"For some reason," says Estevez, "my family has found itself drawn to the Vietnam subject matter: My father with Apocalypse Now, Charlie (Sheen) with Platoon, and now me with The War At Home." He's really not all that surprised. His father was active in the '60s anti-war movement, "and I grew up watching the war on the six o'clock news," says the 34 year old. Estevez "opened up" the play with a voice-over narration. He skipped the expense of computer-generated special effects and staged the son's vivid war flashbacks theater-style in the family's back yard. "We shot those at night," Estevez says. "I tried to create parallel realities, because he has one foot in Vietnam and one foot in Texas at all times. By the end, it's all blurred." "It's the best stuff in the movie," Sheen pronounces. "For me, Vietnam was a metaphor. If he had come home and said he was gay or a substance abuser, it would have been the same. It's a dysfunctional family in crisis, and this is the price you pay when you fail to communicate."
When Charlie stepped from the plane, he immediately
recognized the "mildew scent" of the jungle he had known ten years
earlier, back when he joined his father during the filming of Apocolypse
Now. "I got hit in the face with that odor -- this weird and powerful
smell like burning rubber and malaria and poverty and rot....
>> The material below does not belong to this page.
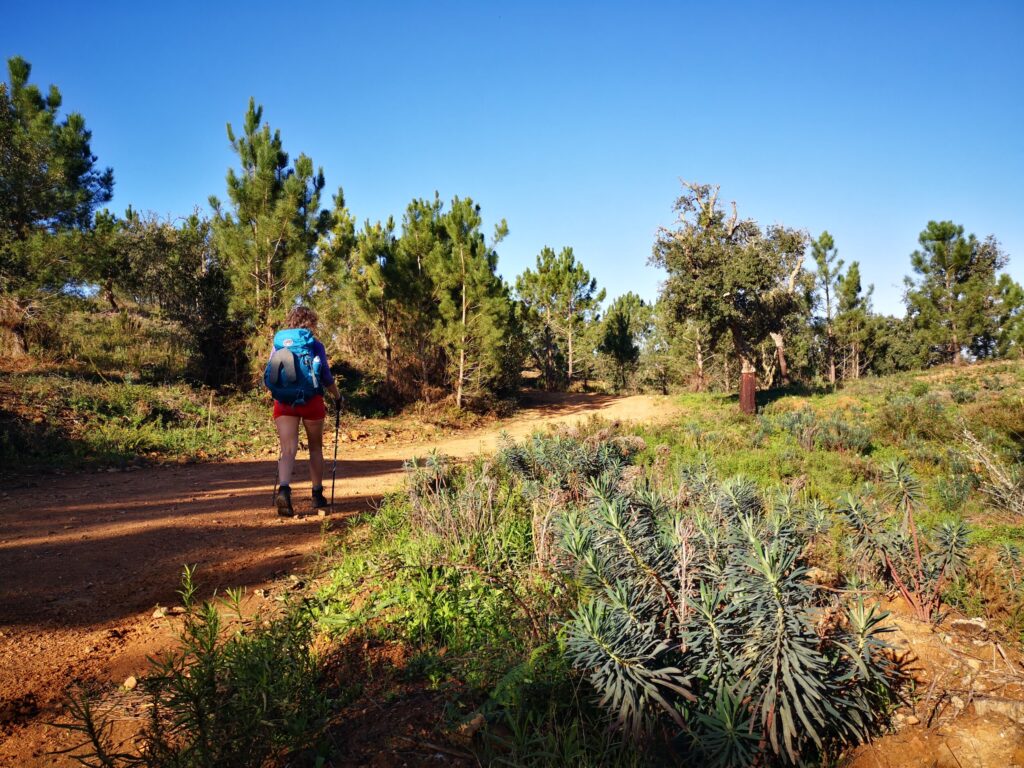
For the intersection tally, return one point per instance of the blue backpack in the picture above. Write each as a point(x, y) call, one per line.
point(293, 373)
The whole thing was a strange homecoming, just like walking back
into a bad dream all over again," he told reporter Elvis Mitchell.
In that original bad dream, Charlie was more the observer of tragedy
than he was first hand victim. This time around, Charlie would be the
star of his own nightmare. Along with the jungle stench, Charlie would
learn the true meaning of blood, sweat, and tears, that would be
indelibly stamped in his memory.
Each day the actors were kept busy from 5:30 in the morning until late at night with classes on M-16 automatic rifle setup and breakdown, squad radio procedures, calisthenics, and the much dreaded full-gear patrols -- including several 18km uphill-downhill backbreakers. All of this in the 100-degree heat, drenching humidity, sticky dusty dirt, swarms of red ants, and "students" at the point of exhaustion. War is hell, and the cast soon learned that making this movie would be hell, too.